Her new book of poems, American Smooth, comes out next month. She wrote, "Poetry is language at its most distilled and most powerful ... like a bouillon cube: You carry it around and then it nourishes you when you need it."
It's the birthday of the novelist Janet Frame, born in Dunedin, New Zealand (1924). After a nervous breakdown as a young woman, she was confined to a mental institution for ten years, misdiagnosed as schizophrenic, and subjected to electroshock therapy. She managed to write a book of short stories in the hospital, The Lagoon (1951), and it was published without her knowledge.
When a hospital official learned that the book had won numerous literary awards, he arranged for Frame's release from the hospital, and she managed to escape the frontal lobotomy that she had been scheduled to receive. She went on to write many novels, including Faces in the Water (1961) and The Edge of the Alphabet (1962).
She said, "I write from obsession, habit, and because I have a thorn in my foot, head and heart and it hurts and I can't walk or think or feel until I remove it."
It's the birthday of the novelist and playwright Robertson Davies, born in Thamesville, Ontario (1913). In his lifetime he was called the greatest Canadian man of letters, but he never liked being called that. He said, "Canada expects nothing from her writers. [To be a Canadian writer is] as innocuous as being a manufacturer of yogurt." He's best known for his Deptford Trilogy, Fifth Business (1970), The Manticore (1972), and World of Wonders (1975) about a small town Ontario boy who grows up to become involved with magicians, millionaires, and modern-day saints.
He became a successful Shakespearean actor in the 1930's and moved to London, but in 1939, the war closed down all of London's theaters. Davies returned to Canada, out of a job, not sure what to do next. His father encouraged him to take over the family newspaper. He thought it would be an awful job, but he loved it. He covered small-town murders, incest, children locked away in barns and basements, all kinds of scandals, and he found it all tremendously interesting. He said, "I have been among people who would make your hair stand on end. And this is where I find the stuff I put in my books." Davies didn't start writing novels until he was in his forties, and it wasn't until he was fifty-seven that he published Fifth Business (1970) which established him as Canada's most celebrated novelist.

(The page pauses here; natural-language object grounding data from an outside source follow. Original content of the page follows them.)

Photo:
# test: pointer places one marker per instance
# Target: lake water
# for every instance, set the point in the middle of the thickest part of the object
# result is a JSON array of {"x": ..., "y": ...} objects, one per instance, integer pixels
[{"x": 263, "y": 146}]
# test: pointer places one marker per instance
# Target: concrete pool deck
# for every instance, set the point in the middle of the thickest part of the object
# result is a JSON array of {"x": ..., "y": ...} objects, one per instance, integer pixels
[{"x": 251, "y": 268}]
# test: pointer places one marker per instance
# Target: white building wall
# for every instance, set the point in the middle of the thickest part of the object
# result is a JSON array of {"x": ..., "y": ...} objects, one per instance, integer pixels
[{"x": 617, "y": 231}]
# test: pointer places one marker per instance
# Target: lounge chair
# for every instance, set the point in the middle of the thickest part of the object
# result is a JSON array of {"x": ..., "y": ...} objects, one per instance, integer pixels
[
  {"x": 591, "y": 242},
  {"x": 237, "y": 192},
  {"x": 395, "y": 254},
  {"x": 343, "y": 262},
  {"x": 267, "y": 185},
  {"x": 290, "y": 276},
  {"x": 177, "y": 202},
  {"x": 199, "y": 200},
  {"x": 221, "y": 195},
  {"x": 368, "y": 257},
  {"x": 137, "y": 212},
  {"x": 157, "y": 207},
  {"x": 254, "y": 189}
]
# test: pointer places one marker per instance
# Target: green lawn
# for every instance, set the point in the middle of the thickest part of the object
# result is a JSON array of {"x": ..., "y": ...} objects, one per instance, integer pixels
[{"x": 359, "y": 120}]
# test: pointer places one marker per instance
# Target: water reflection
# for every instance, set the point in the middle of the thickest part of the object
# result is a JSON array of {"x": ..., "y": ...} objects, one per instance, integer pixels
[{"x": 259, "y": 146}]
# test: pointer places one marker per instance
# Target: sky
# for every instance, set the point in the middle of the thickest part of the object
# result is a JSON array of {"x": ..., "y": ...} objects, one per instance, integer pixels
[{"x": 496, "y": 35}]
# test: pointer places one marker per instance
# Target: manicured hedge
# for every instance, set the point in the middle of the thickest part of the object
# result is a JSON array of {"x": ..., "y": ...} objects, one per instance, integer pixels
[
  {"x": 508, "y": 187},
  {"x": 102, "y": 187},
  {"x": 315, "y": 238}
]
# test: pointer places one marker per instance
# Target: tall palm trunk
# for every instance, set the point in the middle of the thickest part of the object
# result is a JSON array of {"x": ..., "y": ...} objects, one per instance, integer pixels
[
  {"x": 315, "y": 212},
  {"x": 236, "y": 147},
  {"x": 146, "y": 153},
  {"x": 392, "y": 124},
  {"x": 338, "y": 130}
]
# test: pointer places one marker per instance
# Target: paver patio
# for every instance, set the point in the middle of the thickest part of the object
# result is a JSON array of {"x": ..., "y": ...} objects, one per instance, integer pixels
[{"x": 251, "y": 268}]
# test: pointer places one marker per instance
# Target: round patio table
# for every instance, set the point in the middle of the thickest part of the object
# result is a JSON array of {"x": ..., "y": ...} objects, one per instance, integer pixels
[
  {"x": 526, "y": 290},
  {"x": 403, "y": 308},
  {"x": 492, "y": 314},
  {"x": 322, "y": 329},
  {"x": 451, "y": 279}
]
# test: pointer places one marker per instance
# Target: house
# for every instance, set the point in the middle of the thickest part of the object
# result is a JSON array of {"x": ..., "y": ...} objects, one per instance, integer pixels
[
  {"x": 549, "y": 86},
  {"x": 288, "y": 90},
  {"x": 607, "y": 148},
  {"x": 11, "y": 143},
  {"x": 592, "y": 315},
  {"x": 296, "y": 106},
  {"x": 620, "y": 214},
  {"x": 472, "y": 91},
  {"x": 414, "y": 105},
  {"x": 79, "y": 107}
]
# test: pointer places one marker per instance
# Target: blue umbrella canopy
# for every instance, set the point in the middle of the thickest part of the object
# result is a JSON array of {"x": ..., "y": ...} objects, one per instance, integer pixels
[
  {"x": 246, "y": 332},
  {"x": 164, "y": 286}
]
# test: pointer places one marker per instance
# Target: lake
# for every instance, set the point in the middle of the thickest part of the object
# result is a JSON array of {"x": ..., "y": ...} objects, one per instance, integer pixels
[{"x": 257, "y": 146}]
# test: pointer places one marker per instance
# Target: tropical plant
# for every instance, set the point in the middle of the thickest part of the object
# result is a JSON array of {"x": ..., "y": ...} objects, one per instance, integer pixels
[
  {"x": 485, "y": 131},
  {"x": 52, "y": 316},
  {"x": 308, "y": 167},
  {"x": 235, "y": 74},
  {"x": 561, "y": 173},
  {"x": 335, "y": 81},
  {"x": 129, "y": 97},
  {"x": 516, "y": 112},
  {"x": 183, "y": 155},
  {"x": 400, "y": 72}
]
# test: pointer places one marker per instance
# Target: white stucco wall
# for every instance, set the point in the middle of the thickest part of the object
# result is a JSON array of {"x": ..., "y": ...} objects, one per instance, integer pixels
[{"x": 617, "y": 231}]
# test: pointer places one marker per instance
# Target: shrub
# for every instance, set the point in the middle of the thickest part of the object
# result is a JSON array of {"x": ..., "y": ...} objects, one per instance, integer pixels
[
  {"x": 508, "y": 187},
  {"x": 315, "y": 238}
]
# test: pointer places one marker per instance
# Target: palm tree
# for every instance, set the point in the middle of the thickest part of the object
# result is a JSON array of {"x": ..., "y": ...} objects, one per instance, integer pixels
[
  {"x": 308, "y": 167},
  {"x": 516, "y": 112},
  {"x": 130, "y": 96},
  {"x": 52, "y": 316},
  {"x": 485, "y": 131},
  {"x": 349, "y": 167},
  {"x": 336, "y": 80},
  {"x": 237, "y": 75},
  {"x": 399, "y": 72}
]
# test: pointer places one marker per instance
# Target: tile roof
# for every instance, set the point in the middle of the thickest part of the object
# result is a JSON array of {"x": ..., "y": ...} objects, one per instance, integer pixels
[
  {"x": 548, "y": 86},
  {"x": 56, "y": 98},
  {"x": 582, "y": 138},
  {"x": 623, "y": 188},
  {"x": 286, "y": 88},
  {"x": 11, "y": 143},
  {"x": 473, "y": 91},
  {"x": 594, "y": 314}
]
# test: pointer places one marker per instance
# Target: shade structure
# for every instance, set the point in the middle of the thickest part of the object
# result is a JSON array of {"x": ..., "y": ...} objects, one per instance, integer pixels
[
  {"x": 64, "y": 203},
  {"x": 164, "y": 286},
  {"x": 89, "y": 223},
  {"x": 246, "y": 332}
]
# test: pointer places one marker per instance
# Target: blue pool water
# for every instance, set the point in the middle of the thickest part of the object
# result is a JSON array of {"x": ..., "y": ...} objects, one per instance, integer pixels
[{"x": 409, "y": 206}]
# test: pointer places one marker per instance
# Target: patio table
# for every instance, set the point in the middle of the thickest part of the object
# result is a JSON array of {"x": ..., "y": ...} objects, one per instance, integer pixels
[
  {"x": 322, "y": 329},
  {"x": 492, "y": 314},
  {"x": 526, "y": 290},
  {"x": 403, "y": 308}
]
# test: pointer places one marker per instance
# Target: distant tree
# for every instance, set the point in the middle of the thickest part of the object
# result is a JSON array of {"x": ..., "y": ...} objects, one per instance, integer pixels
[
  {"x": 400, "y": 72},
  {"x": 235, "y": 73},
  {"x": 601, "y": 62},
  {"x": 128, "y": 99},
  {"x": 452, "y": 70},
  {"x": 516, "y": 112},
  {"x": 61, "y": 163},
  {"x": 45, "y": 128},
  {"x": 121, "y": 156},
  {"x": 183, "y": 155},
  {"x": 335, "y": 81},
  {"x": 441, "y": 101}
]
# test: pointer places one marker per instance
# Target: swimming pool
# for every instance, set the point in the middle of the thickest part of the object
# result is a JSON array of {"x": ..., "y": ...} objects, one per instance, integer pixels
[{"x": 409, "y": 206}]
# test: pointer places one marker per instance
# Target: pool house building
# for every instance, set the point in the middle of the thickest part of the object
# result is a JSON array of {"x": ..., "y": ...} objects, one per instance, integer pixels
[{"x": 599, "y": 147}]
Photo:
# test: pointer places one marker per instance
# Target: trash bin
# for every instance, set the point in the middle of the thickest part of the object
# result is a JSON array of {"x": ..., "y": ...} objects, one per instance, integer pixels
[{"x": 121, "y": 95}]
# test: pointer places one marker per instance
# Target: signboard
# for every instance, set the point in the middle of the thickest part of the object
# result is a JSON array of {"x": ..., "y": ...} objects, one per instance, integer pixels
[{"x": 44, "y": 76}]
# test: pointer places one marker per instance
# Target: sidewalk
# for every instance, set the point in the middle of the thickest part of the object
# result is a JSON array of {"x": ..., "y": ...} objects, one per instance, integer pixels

It's the birthday of Germany's great man of letters, Johann Wolfgang von Goethe, born in Frankfurt (1749). In his lifetime, he was called "The greatest man the world has ever produced." The founder of German literature, he was also a politician, philosopher, geologist, botanist, anatomist, physicist, and historian of science. He spent much of his later life studying light, and he believed that his theories about the scientific properties of color were more important than all his poetry. Goethe spent about fifty years writing his masterpiece, Faust, about a man who sells his soul to the devil but gets into heaven anyway. The first volume was published in 1808, and he didn't finish the second volume until a few months before he died.
Goethe said, "One ought, every day at least, to hear a little song, read a good poem, see a fine picture, and if it were possible, to speak a few reasonable words."